I went for breakfast with my old man this morning, there's a little coffee shop we go to in the same complex as a hardware I worked in as a teenager. As I lashed into me Full Irish, extra scrambled egg, no tomato, two toast with marmalade and large cappuccino I glanced out the window and was brought back 8 to 10 years when I stood in the very same carpark, dripping wet, freezing cold, unable to feel my hands and feet dealing with the most ignorant demanding customers anyone in any form of retail could be forced to deal with - the Xmas Tree shopper.

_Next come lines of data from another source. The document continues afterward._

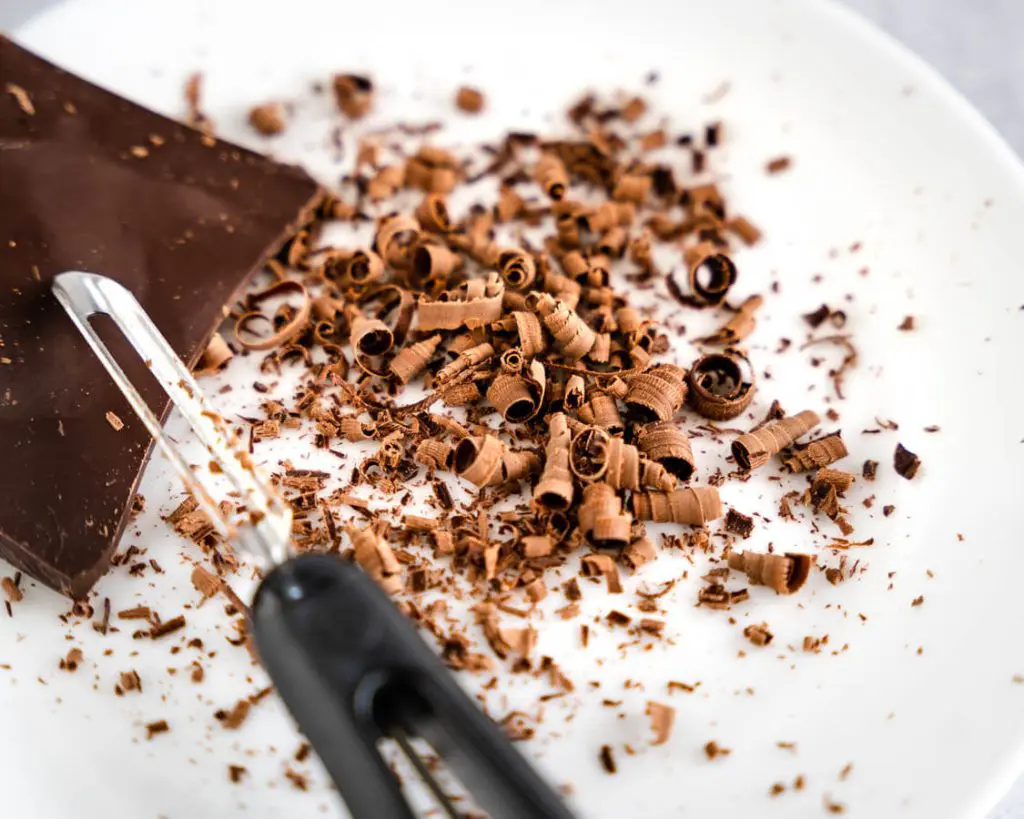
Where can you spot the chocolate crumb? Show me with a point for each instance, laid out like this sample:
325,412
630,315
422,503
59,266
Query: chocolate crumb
905,463
713,750
166,628
738,523
469,99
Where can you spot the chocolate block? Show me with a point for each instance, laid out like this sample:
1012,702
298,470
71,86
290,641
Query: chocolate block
91,181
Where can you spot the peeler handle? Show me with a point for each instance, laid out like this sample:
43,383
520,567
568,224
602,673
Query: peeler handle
353,670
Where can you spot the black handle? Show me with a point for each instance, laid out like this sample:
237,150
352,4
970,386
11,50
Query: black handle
351,669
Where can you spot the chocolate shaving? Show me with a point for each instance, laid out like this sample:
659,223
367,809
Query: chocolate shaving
662,718
819,453
753,449
785,573
721,385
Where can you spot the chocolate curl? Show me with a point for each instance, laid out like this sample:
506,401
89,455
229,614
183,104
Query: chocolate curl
413,359
739,326
785,573
639,553
432,170
550,174
465,394
432,214
397,236
574,393
602,411
449,426
656,394
817,454
594,455
836,477
432,264
518,395
386,183
571,334
632,187
602,519
616,388
711,273
287,331
562,288
487,462
527,327
354,430
434,454
354,94
754,448
604,566
721,385
608,215
216,354
376,558
601,351
669,445
369,337
555,489
693,505
477,301
628,319
517,268
467,358
357,269
612,244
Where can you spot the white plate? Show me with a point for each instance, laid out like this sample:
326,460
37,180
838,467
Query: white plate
885,156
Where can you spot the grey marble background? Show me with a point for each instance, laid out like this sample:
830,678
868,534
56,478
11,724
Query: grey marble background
977,45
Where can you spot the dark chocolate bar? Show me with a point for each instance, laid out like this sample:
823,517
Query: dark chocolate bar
91,181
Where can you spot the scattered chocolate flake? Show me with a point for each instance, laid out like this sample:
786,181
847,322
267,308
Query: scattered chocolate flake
469,99
759,635
268,119
738,523
607,760
166,628
71,662
905,463
713,750
662,718
236,717
11,590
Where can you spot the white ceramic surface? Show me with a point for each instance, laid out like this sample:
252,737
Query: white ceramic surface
885,156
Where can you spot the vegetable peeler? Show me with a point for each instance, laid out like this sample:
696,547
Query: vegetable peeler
348,664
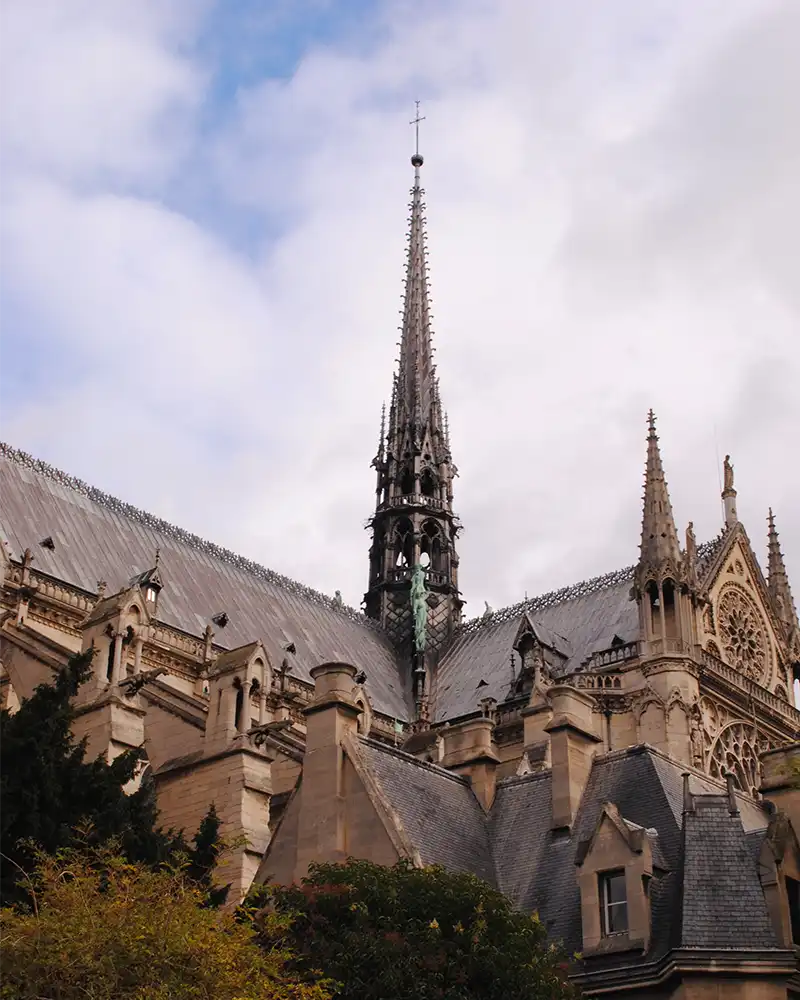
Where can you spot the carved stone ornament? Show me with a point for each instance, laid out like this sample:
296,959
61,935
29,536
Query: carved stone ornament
743,634
736,751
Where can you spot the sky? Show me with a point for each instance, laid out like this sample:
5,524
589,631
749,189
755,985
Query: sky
203,209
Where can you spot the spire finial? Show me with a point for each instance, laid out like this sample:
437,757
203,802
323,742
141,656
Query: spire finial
778,578
729,493
660,549
416,159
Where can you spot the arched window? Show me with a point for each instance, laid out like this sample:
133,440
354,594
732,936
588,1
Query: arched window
428,483
110,661
654,607
430,546
239,716
670,615
406,482
403,543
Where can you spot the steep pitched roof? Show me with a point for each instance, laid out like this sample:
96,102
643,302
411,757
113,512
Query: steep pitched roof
477,665
96,535
577,621
437,809
536,866
719,869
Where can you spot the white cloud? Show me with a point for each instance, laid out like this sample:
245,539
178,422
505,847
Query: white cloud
611,212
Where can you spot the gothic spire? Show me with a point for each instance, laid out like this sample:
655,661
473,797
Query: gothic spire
778,579
418,403
660,549
414,528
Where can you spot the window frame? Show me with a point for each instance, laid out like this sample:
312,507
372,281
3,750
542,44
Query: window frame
609,907
793,899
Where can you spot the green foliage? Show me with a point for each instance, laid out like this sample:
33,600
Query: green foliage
51,797
405,933
101,928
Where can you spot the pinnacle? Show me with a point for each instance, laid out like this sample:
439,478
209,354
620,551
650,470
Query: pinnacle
777,577
660,547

You might not realise it but there's quite a science to selling tree, details carefully passed down from elder sages who have patrolled car parks from November onwards for years to youngsters who don't know nobilis firs from nordmanns (there's a difference you'll be keen to hear). There's alot you have to deal with - women are far more demanding than men, you will open up about twenty trees before some tit decides to buy the first one you've shown them. Ignorant fuckers will never park their car anywhere near the trees, insist on you carrying it to their car and will watch while you struggle to put it on the roof of their car and tie it on. Then when you look at them like Tiny Tim eyeing a turkey they'll get into their car and drive off without so much as a "back off their son I don't want to run over you". We used to sell tress for £18.50, only one in ten people would give you the odd change as a tip. I even had a woman shut her boot on my hand once resulting in a lack of nail on my left little finger since. As I looked at my bleeding fingers, once of which turned out to be broken she merely told me I should get a plaster.

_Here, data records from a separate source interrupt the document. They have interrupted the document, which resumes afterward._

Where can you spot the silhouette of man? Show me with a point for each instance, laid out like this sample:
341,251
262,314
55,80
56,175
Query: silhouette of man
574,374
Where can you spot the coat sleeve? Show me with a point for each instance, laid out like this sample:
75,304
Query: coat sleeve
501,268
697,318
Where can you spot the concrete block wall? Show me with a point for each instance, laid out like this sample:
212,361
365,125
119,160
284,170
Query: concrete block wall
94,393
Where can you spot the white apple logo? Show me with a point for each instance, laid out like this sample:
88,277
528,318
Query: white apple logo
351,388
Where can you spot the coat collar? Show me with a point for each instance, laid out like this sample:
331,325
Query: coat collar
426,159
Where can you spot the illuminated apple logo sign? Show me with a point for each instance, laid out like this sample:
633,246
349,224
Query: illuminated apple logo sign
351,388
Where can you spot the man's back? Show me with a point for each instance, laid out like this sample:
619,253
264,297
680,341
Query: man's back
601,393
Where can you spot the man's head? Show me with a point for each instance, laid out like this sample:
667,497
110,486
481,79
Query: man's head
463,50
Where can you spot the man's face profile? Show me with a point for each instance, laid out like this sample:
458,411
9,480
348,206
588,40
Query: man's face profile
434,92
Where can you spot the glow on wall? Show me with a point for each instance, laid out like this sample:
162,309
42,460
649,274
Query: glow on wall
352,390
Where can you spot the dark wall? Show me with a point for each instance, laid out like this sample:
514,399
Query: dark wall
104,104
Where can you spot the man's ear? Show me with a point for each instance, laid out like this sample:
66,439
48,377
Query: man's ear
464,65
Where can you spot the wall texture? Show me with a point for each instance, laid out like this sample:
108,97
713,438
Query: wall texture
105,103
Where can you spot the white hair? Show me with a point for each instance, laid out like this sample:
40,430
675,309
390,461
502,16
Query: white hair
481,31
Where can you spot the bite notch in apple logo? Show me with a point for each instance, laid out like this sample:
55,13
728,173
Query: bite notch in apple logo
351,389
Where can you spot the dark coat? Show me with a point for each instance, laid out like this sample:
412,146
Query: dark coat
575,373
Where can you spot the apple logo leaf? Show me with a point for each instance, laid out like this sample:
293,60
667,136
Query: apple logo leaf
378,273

A public information service is badly needed. People non-shed doesn't mean it won't shed a single needle so don't try and bring a tree back after 4 or 5 days after you've bought it complaining. Yes we're serious when we advise you leave your tree in a bucket of water for a day before putting it up. I don't want to see your skanky ass on the 28th moaning because your tree has rotted, fallen over and nearly killed Granny.
Tree shoppers are a strange breed genuinely made up of what seems to be every single person who has possession of a bay window, it's the curse of modern Ireland. You're never going to get a perfect tree, they only exist in Coca-Cola adds or the old Switzers window. Let when people come to buy one they expect it. 99 times out of a 100 when you try to explain to them that the less impressive side of a tree is to be put facing a wall or a corner and thus hidden you're told - "Ah no, I've got a bay window you see" - you do in your hole.